Peel, then cut sweet potatoes into 1-inch pieces. Add sweet potatoes, 1 tsp (2 tsp) salt and enough water to cover (by approx. 1-2 inches) to a large pot. Cover and bring to a boil over high heat. Once boiling, reduce heat to medium. Simmer uncovered until sweet potatoes are fork-tender, 10-12 min.
Meanwhile, core, then cut pepper into ½-inch slices. Trim green beans. Combine breadcrumbs and Parmesan in a shallow dish.

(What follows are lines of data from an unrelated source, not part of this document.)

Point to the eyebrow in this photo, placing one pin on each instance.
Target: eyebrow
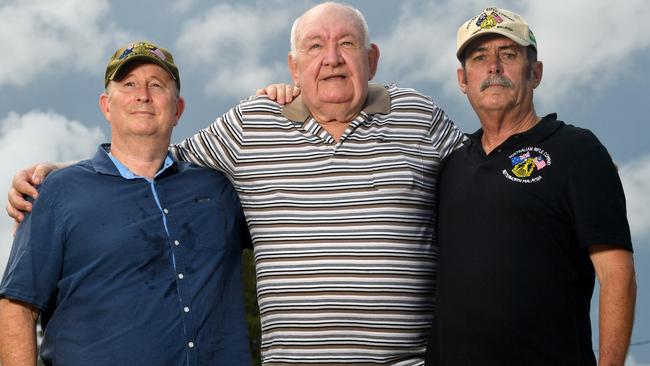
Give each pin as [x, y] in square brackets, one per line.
[500, 48]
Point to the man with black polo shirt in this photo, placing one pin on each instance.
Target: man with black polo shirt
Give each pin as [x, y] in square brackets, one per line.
[528, 209]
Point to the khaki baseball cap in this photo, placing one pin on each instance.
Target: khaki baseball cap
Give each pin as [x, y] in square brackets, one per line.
[495, 20]
[144, 52]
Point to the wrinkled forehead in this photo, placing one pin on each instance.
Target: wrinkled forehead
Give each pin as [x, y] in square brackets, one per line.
[329, 23]
[491, 41]
[143, 65]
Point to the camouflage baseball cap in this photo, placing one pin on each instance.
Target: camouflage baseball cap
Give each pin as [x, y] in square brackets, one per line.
[144, 52]
[497, 21]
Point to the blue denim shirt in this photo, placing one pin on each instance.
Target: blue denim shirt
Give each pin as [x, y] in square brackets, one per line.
[130, 271]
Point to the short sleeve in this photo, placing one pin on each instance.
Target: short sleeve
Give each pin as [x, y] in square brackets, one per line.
[597, 200]
[36, 258]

Add peppers, green beans and 1 tbsp (2 tbsp) oil to a parchment-lined baking sheet. Season with salt and pepper, then toss to combine. Roast in the middle of the oven until veggies are tender-crisp, 14-17 min.
Meanwhile, pat pork dry with paper towels. Carefully slice each pork chop in half through the centre, parallel to the cutting board. (NOTE: You will have 4 pieces of pork for 2 ppl and 8 pieces for 4 ppl.) Coat pork all over with mayo. Working with one piece of pork at a time, firmly press both sides into breadcrumb mixture to coat completely.
Heat a large non-stick pan over medium heat. When hot, add 1 tbsp oil, then pork. Pan-fry until golden-brown, 2-3 min per side. (NOTE: Don't overcrowd the pan. Cook in batches for 4 ppl, using 1 tbsp oil per batch). Transfer pork to another parchment-lined baking sheet. Roast in the top of the oven until cooked through, 5-6 min.**
When sweet potatoes are fork-tender, drain and return them to the same pot, off heat. Mash 2 tbsp (4 tbsp) butter and 2 tbsp (4 tbsp) milk into potatoes until smooth. Season with ⅛ tsp (¼ tsp) salt and pepper, to taste. Divide sweet potato mash, Parmesan pork chops and roasted veggies between plates.